The Iliad, Book I, Lines 1-15

RAGE:
               Sing, Goddess, Achilles' rage,
Black and murderous, that cost the Greeks
Incalculable pain, pitched countless souls
Of heroes into Hades' dark,
And left their bodies to rot as feasts
For dogs and birds, as Zeus' will was done.
    Begin with the clash between Agamemnon--
The Greek warlord--and godlike Achilles.

   Which of the immortals set these two
At each other's throats?
                                    Apollo
Zeus' son and Leto's, offended
By the warlord. Agamemnon had dishonored
Chryses, Apollo's priest, so the god
Struck the Greek camp with plague,
And the soldiers were dying of it.

The Iliad, Book I, Lines 1-16

Anger be now your song, immortal one,
Akhilleus' anger, doomed and ruinous,
that caused the Akhaians loss on bitter loss
and crowded brave souls into the undergloom,
leaving so many dead men--carrion
for dogs and birds; and the will of Zeus was done.
Begin it when the two men first contending
broke with one another--
				    the Lord Marshal
Agamémnon, Atreus' son, and Prince Akhilleus.

Among the gods, who brought this quarrel on?
The son of Zeus by Lêto. Agamémnon
angered him, so he made a burning wind
of plague rise in the army: rank and file
sickened and died for the ill their chief had done
in despising a man of prayer.

The Odyssey, Book XXIII, [The Trunk of the Olive Tree]

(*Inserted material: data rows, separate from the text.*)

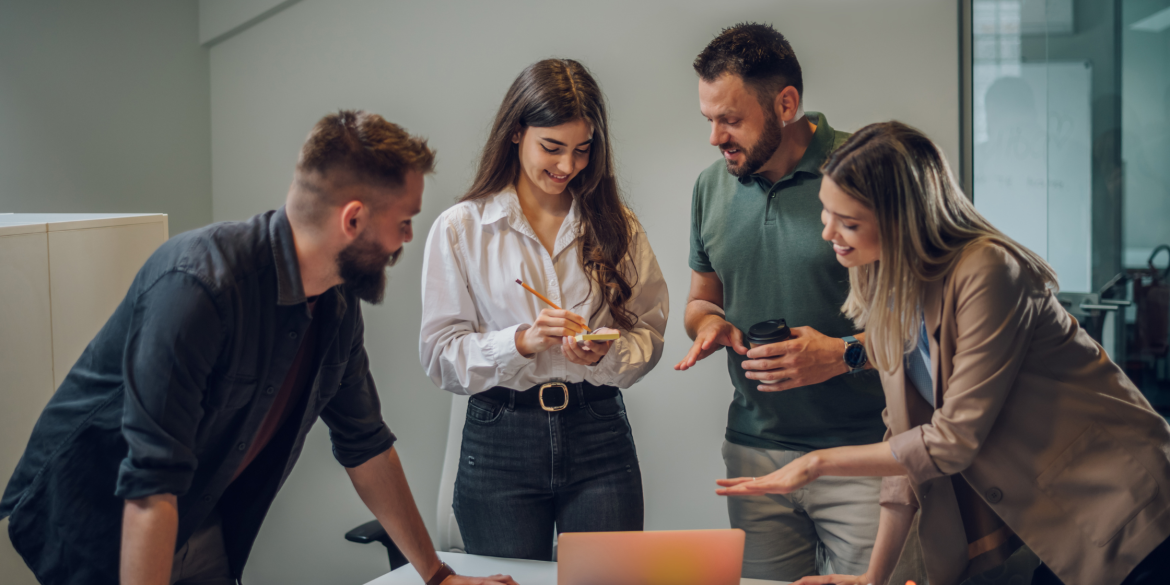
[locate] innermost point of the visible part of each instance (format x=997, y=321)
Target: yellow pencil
x=542, y=297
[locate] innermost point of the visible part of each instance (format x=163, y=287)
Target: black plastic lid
x=768, y=331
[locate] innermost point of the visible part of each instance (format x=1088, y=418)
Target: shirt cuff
x=353, y=452
x=895, y=490
x=501, y=350
x=909, y=448
x=136, y=482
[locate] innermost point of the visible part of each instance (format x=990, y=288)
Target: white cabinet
x=61, y=276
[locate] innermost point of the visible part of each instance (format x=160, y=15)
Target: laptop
x=674, y=557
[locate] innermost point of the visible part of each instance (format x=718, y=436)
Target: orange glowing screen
x=676, y=557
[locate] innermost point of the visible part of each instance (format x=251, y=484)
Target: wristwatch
x=441, y=575
x=855, y=358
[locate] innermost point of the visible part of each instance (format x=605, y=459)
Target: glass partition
x=1069, y=140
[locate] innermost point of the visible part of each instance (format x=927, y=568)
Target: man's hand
x=149, y=529
x=807, y=357
x=785, y=480
x=714, y=332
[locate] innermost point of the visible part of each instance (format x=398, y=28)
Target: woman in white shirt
x=546, y=445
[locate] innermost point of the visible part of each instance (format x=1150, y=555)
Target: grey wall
x=104, y=108
x=440, y=69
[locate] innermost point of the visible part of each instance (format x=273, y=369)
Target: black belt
x=552, y=397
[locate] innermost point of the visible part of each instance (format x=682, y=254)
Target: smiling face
x=850, y=226
x=362, y=265
x=550, y=157
x=745, y=132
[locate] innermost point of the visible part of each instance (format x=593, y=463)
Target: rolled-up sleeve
x=638, y=351
x=353, y=415
x=455, y=356
x=993, y=316
x=173, y=338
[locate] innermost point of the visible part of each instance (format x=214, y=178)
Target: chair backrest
x=448, y=536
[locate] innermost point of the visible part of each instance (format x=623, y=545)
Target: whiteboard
x=1033, y=169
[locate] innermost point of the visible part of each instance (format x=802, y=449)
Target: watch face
x=855, y=355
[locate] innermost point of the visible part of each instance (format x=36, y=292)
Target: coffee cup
x=768, y=331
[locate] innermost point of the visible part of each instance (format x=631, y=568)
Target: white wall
x=440, y=69
x=104, y=108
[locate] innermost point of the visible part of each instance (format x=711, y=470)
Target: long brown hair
x=924, y=222
x=549, y=94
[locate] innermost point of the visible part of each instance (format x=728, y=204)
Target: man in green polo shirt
x=756, y=253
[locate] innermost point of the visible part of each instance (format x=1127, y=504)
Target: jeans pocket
x=606, y=410
x=483, y=412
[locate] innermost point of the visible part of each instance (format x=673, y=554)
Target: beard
x=363, y=266
x=758, y=153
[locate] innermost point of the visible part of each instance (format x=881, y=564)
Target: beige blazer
x=1038, y=435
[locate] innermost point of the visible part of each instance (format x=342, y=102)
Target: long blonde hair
x=924, y=224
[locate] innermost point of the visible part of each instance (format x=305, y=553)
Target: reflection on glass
x=1071, y=142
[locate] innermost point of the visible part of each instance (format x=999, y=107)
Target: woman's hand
x=551, y=325
x=586, y=352
x=844, y=579
x=785, y=480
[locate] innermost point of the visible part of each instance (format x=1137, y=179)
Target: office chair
x=447, y=536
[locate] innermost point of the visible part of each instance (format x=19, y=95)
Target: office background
x=197, y=109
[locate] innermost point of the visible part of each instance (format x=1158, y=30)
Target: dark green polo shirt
x=763, y=241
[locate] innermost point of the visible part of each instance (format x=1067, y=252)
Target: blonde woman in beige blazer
x=1006, y=422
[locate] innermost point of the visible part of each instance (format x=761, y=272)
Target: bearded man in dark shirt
x=159, y=455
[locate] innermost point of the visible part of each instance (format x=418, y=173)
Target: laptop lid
x=674, y=557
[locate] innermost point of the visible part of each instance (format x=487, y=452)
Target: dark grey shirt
x=170, y=394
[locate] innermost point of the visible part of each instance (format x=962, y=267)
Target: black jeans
x=1153, y=570
x=524, y=472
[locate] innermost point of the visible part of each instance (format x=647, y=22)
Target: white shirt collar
x=506, y=205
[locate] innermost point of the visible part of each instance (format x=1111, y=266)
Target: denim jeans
x=524, y=473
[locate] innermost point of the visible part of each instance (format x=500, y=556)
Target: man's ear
x=355, y=214
x=787, y=104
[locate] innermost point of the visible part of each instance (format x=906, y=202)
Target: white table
x=524, y=572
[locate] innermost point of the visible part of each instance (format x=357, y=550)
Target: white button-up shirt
x=473, y=307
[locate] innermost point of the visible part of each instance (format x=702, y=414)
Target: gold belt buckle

        An old trunk of olive
grew like a pillar on the building plot,
and I laid out our bedroom round that tree,
lined up the stone walls, built the walls and roof,
gave it a doorway and smooth-fitting doors.
Then I lopped off the silvery leaves and branches,
hewed and shaped that stump from the roots up
into a bedpost, drilled it, let it serve
as model for the rest. I planed them all,
inlaid them all with silver, gold and ivory,
and stretched a bed between--a pliant web 
of oxhide thongs dyed crimson.

The Iliad, Book I, Lines 1-14

Achilles' wrath, to Greece the direful spring
Of woes unnumber'd, heavenly goddess, sing!
That wrath which hurl'd to Pluto's gloomy reign
The souls of mighty chiefs untimely slain;
Whose limbs unburied on the naked shore,
Devouring dogs and hungry vultures tore.
Since great Achilles and Atrides strove,
Such was the sovereign doom, and such the will of Jove!

Declare, O Muse! in what ill-fated hour
Sprung the fierce strife, from what offended power
Latona's son a dire contagion spread,
And heap'd the camp with mountains of the dead;
The king of men his reverent priest defied,
And for the king's offence the people died.